I can't believe it has been two weeks since I have posted...

I feel like I haven't stopped typing about myself and our lives in the past two weeks! We are almost finished with all of our homestudy documents. The questionnaire is now 34 pages and we still have about 6 questions to finish. Then I need to revise and check it all like an English teachers since most of it has been answered very "stream of consciousness". We are still waiting for a little bit of paperwork to come in the mail... previous marriage licences, Mr. D.'s college transcripts... etc... and we still need to do to the city jail to be fingerprinted. Then, we will take a 5 hour road trip to far of small town to drop off this tick binder of info. Then... we wait for the actual homestudy visit.

In the past two weeks we have told our families and many of our friends what our plans are. They have all been very supportive and are very excited for us. I have spent hours in my traditional OCD type A personality googling baby furniture and cloth diapers... but there is no way I have the guts to actually purchase anything... I guess that is what infertility does to you. Mr. D. and I also ventured into the mysterious Babies!RUs to see what all the fuss is about... and honestly I almost had an anxiety attack. I was totally overwhelmed. So I think I will wait until we are a little closer to an actual child before I make actual purchases.

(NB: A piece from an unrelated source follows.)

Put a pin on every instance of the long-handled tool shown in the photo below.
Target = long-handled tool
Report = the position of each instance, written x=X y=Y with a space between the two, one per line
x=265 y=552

There are 12 days of school left and then Mr. D. and I will get out of town around June 4h for our annual vacation. We are going to visit my mom in North Carolina and then back to the beach condo for a restful week. I start teaching again on June 19th... I am directing a theatre camp for 10 days and then teaching technical theatre a a different camp until July 10th... so the first half of my summer will be very busy.. which is why we wanted to get all this paperwork stuff done before school is out.

OK... That is my update for now. I am off to work a 14 hour day at school for the next two days because we have our final performances of the year the next two nights!

I hope everyone is doing well and has a great week.